I am compelled to respond to the March 1 editorial counterpoint from state Rep. Marion O’Neill (“The truth behind the delay in ratification of state worker contracts,” responding to “With veto fight over, ratify state contracts,” Feb. 27).
As O’Neill, R-Maple Lake, indicates, the negotiated contracts call for cost-of-living increases of 2 percent for the first year and 2.25 percent for the second. She points out that more than half of state employees have not yet reached the tops of their pay ladders and would therefore receive step increases in addition to the cost-of-living increases.
But step increases are intended to raise real purchasing power for individual employees as their experience and skills increase; they are not a substitute for cost-of-living increases.

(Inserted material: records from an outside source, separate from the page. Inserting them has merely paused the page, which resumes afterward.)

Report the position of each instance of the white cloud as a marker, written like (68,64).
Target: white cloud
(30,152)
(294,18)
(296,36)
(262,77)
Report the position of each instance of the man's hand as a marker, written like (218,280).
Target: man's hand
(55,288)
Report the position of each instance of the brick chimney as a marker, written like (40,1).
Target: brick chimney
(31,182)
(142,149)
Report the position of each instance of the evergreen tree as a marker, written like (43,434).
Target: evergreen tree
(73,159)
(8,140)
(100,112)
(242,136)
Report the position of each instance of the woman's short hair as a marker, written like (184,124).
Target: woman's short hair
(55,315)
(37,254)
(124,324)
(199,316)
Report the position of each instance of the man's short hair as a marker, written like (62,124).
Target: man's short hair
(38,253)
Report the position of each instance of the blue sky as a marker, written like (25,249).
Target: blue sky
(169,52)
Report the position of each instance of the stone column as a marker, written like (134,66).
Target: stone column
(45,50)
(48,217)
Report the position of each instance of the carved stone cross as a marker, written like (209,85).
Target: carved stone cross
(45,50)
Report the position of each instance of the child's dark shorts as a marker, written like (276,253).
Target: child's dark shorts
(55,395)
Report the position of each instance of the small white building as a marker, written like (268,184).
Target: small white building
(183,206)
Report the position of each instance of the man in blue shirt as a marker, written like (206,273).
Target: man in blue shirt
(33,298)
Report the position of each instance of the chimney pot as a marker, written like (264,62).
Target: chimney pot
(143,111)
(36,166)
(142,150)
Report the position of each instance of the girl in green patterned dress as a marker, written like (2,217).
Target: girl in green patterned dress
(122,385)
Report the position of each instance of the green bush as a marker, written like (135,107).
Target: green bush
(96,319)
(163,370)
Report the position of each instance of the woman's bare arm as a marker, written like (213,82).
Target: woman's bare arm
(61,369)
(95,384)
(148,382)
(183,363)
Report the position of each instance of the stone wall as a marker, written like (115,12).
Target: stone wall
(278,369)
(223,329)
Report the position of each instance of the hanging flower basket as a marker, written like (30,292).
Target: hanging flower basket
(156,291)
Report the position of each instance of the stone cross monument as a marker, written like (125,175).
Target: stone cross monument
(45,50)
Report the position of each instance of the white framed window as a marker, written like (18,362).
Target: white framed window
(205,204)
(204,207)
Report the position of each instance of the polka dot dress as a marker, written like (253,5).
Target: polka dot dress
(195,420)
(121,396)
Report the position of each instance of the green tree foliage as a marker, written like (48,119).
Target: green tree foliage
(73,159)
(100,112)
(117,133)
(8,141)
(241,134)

O’Neill is grossly incorrect in implying that the combined step and cost-of-living increases equate to increases in overall average pay. She doesn’t mention that every year people leave state employment, for retirement or other reasons, and generally fall off the pay ladder at or near the top. Others enter state employment at or near the bottom.
This dynamic must be considered in assessing the growth of average wages. If you look at the ladder on a playground slide, with children entering at the bottom and leaving at the top, the average position of children on the ladder remains the same. We are only asking to raise the ladder enough to keep up with inflation.
O’Neill did not present an apples-to-apples comparison of wage growth in the public and private sectors. I have done a comparison using data from the Quarterly Census of Employment and Wages, available on the Labor Market Information website of the state Department of Employment and Economic Development. According to that data, the average weekly wage of Minnesota private-sector employees grew 54 percent from 2000 to 2016, while the comparable average weekly wage of Minnesota state government employees grew 47 percent.
We are not asking to get ahead of the private sector, just to stay even.
David Berry is a research scientist at the Minnesota Department of Labor and Industry and a member of the Minnesota Association of Professional Employees.